Mrs. Dalloway was one of the novels I'd connected with best in college; I usually had one or two books per class each semester that I really loved, which made up for the others, which I often loathed. (I am a man of strong opinions, as you might have noticed.) Mrs. Dalloway was right up there with The Warden and As I Lay Dying and McTeague among the novels that hit me like two-by-fours and reaffirmed my conviction that the English-major thing was exactly what I wanted to do.
So my feelings were a bit mixed about this movie: I wanted it to be really good, to live up to the novel, but I suspected it wasn't, since if it had been that good, I probably would have heard of it. I was more-or-less right: Mrs. Dalloway doesn't start quite right, and it wobbles a bit as it goes along, but it ends very well, so I forgave it its flaws along the way.
Vanessa Redgrave plays the "present-day" (1923) Clarissa Dalloway, with Natascha McElhone handling the young Clarissa in the flash-back sequences. Redgrave also narrates a lot of the movie, in an attempt to get the book's stream-of-consciousness feeling. This mostly works, but Redgrave has a very languid tone, especially early on, and her often repeated "flowers for my party" hovers very close to self-parody. (I expect that viewers who are not already familiar with the novel, or sympathetic to Clarissa, will lose interest entirely.) As in the book, the movie is the story of one day in Clarissa's life, as she prepares for and then gives a party in her home.
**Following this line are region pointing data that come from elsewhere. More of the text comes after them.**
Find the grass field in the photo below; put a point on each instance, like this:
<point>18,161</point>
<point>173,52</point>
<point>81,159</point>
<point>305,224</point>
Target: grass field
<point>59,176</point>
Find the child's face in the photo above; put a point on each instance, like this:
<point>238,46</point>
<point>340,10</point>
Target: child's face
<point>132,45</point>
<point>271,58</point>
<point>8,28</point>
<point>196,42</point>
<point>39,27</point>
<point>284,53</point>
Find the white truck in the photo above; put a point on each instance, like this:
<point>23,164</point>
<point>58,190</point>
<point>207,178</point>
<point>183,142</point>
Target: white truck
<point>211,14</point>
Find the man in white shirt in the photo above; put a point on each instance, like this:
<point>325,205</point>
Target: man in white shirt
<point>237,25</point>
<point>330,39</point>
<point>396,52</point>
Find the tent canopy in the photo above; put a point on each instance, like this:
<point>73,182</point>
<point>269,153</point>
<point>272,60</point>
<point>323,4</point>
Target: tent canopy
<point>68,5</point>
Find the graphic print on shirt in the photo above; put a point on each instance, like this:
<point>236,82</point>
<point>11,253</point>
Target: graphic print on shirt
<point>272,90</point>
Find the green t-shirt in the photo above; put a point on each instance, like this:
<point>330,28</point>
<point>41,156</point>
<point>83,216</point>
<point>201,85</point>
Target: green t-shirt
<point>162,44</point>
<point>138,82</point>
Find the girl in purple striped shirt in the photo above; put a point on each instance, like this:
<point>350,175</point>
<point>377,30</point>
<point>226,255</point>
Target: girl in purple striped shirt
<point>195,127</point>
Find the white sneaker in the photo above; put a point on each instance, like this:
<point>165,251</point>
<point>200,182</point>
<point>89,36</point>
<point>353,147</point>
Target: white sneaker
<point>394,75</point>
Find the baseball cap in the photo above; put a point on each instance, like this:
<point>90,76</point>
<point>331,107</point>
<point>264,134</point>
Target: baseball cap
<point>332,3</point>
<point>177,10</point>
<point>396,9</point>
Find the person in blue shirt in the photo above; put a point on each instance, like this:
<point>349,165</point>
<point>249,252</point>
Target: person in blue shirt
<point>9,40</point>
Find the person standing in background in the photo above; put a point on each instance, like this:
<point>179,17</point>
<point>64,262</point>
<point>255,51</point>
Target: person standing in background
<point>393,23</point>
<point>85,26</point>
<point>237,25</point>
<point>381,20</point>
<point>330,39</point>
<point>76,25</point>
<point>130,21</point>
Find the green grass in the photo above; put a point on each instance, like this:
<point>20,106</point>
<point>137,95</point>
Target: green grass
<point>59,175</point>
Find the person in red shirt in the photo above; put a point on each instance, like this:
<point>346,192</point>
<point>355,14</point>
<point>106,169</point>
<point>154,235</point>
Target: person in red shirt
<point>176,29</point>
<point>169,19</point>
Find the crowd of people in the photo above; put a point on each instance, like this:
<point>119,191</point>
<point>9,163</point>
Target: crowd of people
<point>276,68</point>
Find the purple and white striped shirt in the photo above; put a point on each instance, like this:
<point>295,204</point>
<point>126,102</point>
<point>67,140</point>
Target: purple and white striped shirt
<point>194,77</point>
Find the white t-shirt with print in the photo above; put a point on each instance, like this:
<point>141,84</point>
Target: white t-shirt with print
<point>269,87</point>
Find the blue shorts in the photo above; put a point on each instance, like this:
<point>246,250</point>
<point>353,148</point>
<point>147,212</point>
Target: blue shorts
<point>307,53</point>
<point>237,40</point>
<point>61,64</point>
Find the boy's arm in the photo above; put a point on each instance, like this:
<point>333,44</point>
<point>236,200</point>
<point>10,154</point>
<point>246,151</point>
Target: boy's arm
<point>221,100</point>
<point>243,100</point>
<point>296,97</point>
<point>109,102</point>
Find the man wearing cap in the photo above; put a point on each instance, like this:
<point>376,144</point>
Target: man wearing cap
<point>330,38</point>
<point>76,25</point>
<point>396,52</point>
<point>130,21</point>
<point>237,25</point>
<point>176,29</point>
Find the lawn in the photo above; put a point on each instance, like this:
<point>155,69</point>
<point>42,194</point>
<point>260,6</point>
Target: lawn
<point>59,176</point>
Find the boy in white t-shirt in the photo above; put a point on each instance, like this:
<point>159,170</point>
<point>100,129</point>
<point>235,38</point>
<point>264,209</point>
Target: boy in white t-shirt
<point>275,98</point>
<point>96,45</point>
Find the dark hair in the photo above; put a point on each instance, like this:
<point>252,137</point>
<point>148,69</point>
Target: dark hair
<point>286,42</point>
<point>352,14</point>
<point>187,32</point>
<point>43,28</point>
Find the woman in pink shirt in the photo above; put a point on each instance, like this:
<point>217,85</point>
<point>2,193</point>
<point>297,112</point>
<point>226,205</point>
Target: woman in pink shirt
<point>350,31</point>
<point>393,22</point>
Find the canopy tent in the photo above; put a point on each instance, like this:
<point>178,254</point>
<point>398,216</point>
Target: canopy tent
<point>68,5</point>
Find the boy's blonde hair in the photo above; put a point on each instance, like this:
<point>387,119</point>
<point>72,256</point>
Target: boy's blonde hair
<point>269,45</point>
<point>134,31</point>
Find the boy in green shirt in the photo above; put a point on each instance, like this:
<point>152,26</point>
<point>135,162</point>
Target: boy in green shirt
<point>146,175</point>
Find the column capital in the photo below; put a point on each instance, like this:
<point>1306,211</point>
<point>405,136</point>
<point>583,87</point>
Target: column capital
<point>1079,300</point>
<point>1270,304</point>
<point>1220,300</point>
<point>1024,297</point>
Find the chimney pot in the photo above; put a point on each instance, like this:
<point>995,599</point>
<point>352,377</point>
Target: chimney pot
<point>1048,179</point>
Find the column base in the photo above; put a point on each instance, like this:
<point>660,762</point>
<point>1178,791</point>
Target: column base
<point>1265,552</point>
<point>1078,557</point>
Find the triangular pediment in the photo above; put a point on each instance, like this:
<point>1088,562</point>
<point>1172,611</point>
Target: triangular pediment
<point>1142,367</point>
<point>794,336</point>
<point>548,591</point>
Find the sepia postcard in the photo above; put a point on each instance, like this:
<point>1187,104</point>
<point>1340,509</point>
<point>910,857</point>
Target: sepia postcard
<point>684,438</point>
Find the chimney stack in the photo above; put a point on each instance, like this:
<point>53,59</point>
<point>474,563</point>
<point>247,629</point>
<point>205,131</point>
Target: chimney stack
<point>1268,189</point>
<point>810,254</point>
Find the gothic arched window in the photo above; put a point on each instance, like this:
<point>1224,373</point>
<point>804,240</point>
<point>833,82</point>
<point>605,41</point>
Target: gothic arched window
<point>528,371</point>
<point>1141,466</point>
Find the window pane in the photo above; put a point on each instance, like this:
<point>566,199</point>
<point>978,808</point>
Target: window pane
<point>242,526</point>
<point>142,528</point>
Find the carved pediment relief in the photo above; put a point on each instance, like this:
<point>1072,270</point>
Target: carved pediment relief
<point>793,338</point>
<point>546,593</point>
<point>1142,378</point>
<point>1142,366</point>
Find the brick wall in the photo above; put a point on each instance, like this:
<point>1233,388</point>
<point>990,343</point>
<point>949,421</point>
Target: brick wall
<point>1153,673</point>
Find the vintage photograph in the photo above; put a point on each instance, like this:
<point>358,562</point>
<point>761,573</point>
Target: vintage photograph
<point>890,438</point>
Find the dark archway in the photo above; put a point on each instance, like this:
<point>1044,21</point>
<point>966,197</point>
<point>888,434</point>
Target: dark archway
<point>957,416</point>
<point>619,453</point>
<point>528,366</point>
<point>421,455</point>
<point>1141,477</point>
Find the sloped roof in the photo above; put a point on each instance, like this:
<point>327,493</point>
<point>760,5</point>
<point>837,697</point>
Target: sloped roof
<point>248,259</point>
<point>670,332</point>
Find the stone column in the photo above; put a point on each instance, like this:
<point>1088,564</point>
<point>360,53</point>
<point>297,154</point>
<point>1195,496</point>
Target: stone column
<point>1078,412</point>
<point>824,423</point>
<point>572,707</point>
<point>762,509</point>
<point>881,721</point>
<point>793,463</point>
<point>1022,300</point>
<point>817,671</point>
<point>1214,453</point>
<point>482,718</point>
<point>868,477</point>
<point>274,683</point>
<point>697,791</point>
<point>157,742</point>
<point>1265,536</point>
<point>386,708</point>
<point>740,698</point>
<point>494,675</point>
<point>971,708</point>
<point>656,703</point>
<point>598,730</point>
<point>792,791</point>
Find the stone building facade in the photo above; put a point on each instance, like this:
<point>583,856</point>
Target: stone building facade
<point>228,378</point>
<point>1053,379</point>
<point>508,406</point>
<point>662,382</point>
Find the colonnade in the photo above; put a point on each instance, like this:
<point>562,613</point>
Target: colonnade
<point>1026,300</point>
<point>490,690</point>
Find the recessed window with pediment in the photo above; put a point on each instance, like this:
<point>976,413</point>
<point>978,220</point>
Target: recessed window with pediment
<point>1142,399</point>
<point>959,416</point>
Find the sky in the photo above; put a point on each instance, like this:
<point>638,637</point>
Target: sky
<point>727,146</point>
Interwoven with that are her memories of an earlier time in her life (I'd estimate about forty years before, when she was in her late teens), at a country house -- from internal evidence, probably a visit of about a week or two.
Clarissa's story intersects that of Septimus Warren-Smith, a young man who served with distinction in the war but who has had a very debilitating case of shell-shock come over him in the past few months. Septimus and Clarissa never actually meet, but their stories intertwine around each other -- the movie shows this well, and is good at switching from one story to the other. (The only place where this doesn't work, I thought, was in the choice of starting the movie with a short scene of Septimus in the trenches -- this is Mrs. Dalloway, not Sgt. Warren-Smith.)
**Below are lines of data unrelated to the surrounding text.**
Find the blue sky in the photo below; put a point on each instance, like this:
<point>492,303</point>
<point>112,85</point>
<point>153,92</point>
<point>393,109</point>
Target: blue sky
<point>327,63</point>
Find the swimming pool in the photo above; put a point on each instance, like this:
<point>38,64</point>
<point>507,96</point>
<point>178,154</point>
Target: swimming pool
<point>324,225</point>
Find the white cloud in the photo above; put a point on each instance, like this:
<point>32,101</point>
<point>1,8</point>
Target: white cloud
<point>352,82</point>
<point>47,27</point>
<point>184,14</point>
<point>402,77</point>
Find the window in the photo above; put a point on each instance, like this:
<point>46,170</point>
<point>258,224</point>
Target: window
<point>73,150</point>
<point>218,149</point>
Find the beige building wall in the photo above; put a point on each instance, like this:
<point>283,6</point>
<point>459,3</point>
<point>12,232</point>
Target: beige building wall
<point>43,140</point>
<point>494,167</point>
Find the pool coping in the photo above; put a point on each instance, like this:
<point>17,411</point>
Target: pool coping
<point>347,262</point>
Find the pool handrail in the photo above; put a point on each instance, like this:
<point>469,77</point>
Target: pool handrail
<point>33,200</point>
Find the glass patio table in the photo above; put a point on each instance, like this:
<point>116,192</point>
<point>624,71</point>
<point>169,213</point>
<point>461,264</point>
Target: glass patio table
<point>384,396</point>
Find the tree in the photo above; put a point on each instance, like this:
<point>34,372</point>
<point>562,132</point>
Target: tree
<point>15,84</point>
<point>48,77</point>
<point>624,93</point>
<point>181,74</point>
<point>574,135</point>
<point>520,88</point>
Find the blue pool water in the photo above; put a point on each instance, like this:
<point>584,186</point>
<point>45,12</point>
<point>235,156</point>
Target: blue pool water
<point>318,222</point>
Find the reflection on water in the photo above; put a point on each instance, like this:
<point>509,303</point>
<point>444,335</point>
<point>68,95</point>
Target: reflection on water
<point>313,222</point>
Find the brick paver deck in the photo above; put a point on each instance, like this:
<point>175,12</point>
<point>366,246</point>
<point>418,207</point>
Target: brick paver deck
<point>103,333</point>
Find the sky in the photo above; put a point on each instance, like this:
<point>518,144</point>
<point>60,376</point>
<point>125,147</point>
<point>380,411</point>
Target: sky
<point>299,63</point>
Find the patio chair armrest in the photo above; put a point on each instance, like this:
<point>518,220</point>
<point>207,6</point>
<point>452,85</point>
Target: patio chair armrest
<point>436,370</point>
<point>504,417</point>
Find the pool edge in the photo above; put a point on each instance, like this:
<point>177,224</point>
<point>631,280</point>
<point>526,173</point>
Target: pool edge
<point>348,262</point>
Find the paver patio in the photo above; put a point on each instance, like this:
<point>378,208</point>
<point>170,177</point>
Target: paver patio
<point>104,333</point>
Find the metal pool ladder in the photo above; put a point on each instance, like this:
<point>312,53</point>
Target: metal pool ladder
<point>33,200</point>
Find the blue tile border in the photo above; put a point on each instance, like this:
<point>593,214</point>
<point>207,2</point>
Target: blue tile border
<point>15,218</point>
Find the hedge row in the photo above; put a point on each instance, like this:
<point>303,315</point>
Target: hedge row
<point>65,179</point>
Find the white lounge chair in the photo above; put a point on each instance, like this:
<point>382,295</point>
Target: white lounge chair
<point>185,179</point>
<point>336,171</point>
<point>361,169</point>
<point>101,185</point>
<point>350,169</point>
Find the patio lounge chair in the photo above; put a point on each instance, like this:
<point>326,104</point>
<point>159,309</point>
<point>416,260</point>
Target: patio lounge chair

As I said, the ending is particularly fine (reminiscent of John Huston's magnificent The Dead, I thought), though the movie feels longer than its ninety-seven minutes, so some viewers might not have the patience to make it that far. It's probably mostly a movie for fans of the novel -- or of slow-paced movies about emotional states and personal interactions in general -- but it's quite good of its kind. I'm now seriously thinking of re-reading the novel, which is some kind of recommendation for the movie.
1 comment:
I had forgotten all about this one and had no plans to see it . now I'll have to check it out on DVD!